Yesterday Wendy Liebman, a comedian, made a comment on Twitter about Amy Schumer “doing one of her best jokes” in her recent HBO special. This ignited a flurry of tweets between Liebman and fellow comics Chuck Martin, Kathleen Madigan, and Tammy Pescatelli about Schumer maybe lifting their material. The tweets have since been deleted, but The Interrobang has a full run down here. Then an anonymous video was posted on Vimeo highlighting the instances of alleged joke thievery. This isn’t the first time we’ve heard this, and indeed, the video rehashes the Patrice O’Neal “Urban Dictionary has weird sex acts in it” bit that Schumer has her own riff on. Click here for the complete video.
I don’t think this video is as damning as some people want it to be, but Liebman and Madigan have a decent case against Schumer.
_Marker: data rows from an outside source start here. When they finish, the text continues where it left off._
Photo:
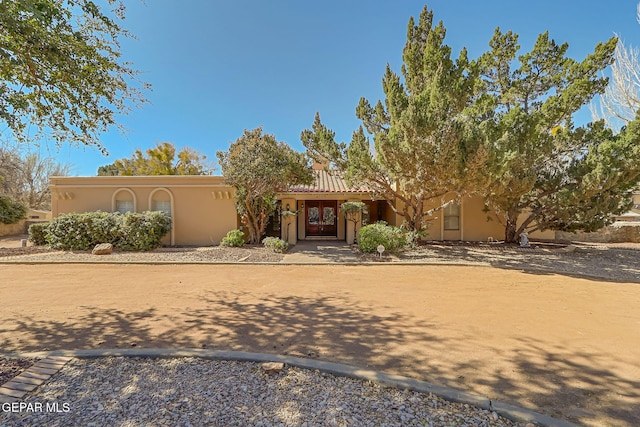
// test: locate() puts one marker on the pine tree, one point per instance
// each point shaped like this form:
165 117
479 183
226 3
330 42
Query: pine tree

When I first saw Schumer perform, she was doing much of her material in a style similar to Liebman, with the punchline delivered in an implied parenthetical. (Here’s Liebman performing with her distinctive rhythm.) I made that connection back then, but Mitch Hedberg did straight set-up/punchline jokes like Steven Wright and no one accused him of stealing. Having a similar style isn’t the same thing as jacking someone’s material. Likewise, two comedians having routines that start with the same premise but go in different directions isn’t joke theft, as in the case of Patrice O’Neal/Urban Dictionary. But the Liebman “pay for sex” joke is almost verbatim, delivered in the exact same cadence. That’s not a good look for Schumer.
The Madigan material is a little trickier because Schumer used it in a sketch which was written by other people. She’s not even the head writer on her own show, Jessi Klein is. Which is not pointing a finger at Klein so much as acknowledging that a roomful of writers and producers didn’t object when the “Slap Chef” sketch was created. Is Schumer that tyrannical that no one would speak out against her? Or is it just a huge, unfortunate coincidence?
Certainly if you don’t like Schumer, there’s a smoke/fire effect. But this smacks of putting a mouthy broad in her place, though Pescatelli made a good point when she said that you can’t speak up about stuff like this without being accused of jealousy, which works to insulate Schumer, as the more famous comic, from the ire of her peers. And parallel thinking is a real thing, and so much of stand-up comedy is simply observing the same stuff as everyone else and finding a unique and funny way to talk about it. So is Amy Schumer stealing bits from other comedians? Schumer, of course, denies she stole jokes. But man, that Liebman thing. That really looks like a lift. The rest of it is in the eye of the beholder, but the Liebman joke is hard to deny.